While more exact soybean acreage numbers were still a few days away, Louisiana's planting intentions were at 950,000 to 980,000 acres.
“Those numbers appear to be realistic if not on the low side,” said David Lanclos, LSU AgCenter soybean specialist at the Rice Research Station field day in Crowley, La., in late June.
The big story in 2006 is the whooping Mother Nature is again administering to Louisiana farmers. “Statewide, this is one of the worst years we've experienced. The entire state is struggling. (Producers) who aren't accustomed to being dry are definitely suffering. Those not irrigating are suffering the most.”
Southwest Louisiana has been the hardest hit, by far.
“Not only have hurricanes hit here but (numerous) bad environmental conditions. We've taken some bad blows but we're going to keep (moving forward).”
On the positive side of the ledger, insects and disease have been relatively quiet in the state's crop.
“While we're seeing some of the same traditional problems, most have been agronomically related,” he said.
Date of planting is always a concern for farmers.
“Overall, we're in pretty good shape. (Producers) are spending more time on variety selection and are doing a better job of picking maturity groups and deciding when to plant. In these drought conditions many have delayed planting. We have guys continuing to plant even now (late June), primarily in southwest Louisiana.”
As it's late June, producers are definitely outside the recommended planting date window. What to do if they still need to plant?

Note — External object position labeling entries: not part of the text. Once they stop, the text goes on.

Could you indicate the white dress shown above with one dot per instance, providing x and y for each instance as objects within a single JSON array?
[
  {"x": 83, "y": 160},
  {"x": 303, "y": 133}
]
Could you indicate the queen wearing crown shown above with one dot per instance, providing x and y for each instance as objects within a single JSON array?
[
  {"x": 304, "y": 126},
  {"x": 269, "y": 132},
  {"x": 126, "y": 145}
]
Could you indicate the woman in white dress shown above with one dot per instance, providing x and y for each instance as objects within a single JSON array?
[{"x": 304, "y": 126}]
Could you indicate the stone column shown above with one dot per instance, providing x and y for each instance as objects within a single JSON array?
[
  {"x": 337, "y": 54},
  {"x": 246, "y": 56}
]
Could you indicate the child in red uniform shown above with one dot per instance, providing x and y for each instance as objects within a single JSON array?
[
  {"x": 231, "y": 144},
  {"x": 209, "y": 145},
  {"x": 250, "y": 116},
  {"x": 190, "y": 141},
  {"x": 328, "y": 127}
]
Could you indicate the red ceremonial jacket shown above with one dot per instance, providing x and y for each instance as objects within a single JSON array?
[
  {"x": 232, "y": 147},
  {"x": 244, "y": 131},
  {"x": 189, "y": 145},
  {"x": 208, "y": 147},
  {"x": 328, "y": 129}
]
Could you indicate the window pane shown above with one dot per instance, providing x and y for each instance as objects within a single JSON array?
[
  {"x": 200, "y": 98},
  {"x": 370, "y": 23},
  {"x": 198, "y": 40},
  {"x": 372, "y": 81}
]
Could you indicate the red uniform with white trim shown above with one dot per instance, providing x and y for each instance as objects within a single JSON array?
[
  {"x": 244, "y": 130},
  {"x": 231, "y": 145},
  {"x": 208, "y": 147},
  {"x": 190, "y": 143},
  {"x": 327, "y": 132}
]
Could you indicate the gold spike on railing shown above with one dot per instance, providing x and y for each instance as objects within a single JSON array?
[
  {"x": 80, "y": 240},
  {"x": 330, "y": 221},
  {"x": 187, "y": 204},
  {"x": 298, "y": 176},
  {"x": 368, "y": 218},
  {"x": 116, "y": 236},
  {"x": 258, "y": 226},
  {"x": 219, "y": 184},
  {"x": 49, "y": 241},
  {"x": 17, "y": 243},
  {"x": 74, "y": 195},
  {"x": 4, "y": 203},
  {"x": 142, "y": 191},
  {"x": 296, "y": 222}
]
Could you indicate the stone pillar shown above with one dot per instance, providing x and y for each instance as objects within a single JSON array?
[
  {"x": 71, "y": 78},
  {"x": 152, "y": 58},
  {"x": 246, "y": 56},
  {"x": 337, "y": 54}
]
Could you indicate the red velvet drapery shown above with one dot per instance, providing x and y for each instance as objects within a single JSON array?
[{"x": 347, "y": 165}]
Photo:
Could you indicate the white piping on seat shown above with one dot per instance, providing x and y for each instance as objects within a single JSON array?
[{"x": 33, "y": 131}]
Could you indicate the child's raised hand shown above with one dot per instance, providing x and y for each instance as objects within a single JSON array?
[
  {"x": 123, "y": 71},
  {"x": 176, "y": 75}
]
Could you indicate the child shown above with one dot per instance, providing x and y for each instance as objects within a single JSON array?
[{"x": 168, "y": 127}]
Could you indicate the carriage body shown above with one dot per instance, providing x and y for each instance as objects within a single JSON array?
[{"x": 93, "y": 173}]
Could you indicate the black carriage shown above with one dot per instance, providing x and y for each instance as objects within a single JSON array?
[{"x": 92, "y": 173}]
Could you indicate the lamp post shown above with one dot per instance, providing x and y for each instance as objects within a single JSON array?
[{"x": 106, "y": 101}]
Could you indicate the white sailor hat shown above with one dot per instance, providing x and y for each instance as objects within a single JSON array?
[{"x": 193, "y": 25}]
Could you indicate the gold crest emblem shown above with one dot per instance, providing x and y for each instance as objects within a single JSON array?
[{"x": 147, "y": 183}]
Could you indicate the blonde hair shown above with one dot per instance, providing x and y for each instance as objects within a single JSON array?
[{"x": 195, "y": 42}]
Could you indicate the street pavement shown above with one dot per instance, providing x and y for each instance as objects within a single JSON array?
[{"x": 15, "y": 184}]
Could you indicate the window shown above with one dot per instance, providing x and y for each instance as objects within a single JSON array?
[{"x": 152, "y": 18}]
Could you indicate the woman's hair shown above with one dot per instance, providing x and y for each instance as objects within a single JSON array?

“You need to plant a Group 5…You want to watch the plant population and make sure it's at least 130,000-plus. In addition, if possible, you need to decrease your row-spacing. Narrow it if possible…and remain vigilant on IPM practices.”
Two things have shown up more this year than Lanclos has seen during his tenure: stunting and premature blooms.
“They're causing quite a bit of alarm. Right now, we're essentially over the hump with this. We've had some rainfall in certain areas that's alleviated the situation. Even so, the crop is shorter in stature.”
Will that mean yield loss?
“Not necessarily — especially in Group 4s. If you planted them in the proper window, they have a tremendous resiliency to branch out and increase yields.
“We've had a lot of guys calling, ‘Man, my Group 4s are 4 inches tall and they're already blooming. What's the problem here?’ I said, ‘Don't be too alarmed.’”
It's a rule of thumb that when Group 4s hit R-1, they'll eventually double in height.
“By R-1, they've reached 40 to 50 percent of their plant height. In contrast, when Group 5s reach R-1, they're already at 80 to 90 percent of their eventual height.”
Lanclos rates the collective soybean crop fair to good.
“I'm still optimistic about where we're going. But we need rainfall.”
On the lookout for Asian soybean rust, Louisiana has 15 soybean sentinel plots scattered throughout the state.
“They're checked weekly,” said Boyd Padgett, LSU AgCenter plant pathologist. “We go in and actually take the leaves from the lower portion of the plant and check for the presence of rust.”
Producers can also make use of an ASR hot line (800-516-0865) Padgett frequently updates. “You can call while driving down the road. You don't need a computer.”
In addition to the sentinel plots, Padgett and colleagues are also looking at kudzu. “I check areas on a weekly basis. I also check several plots in the northeast part of the state daily. We handle the kudzu the same way as sentinel plots.”
The wisdom of such vigilance was evident when, shortly after speaking at the field day, Padgett found out ASR had been found in a south Louisiana kudzu patch (see http://deltafarmpress.com/news/063006rust/). The first ASR find of the year in Louisiana, the infected kudzu was found in shade beneath a tree.
In addition, spore traps have been set around the state. Slides from the traps are collected weekly.
“Those slides are sent to Arkansas (labs in Fayetteville), where they're read. If they have any suspicious looking spores, they'll let us know.
“Producers and consultants checking for ASR should go to areas of fields where the disease could be most predominant. Those would be low-lying areas in shade where leaf wetness exists longer in the canopy than anywhere else in the field. Leaf wetness is the key to getting an epidemic started.
“Unfortunately, we need moisture for our crops, right now. (To keep ASR at bay), that's good. From a production standpoint, though, it isn't.”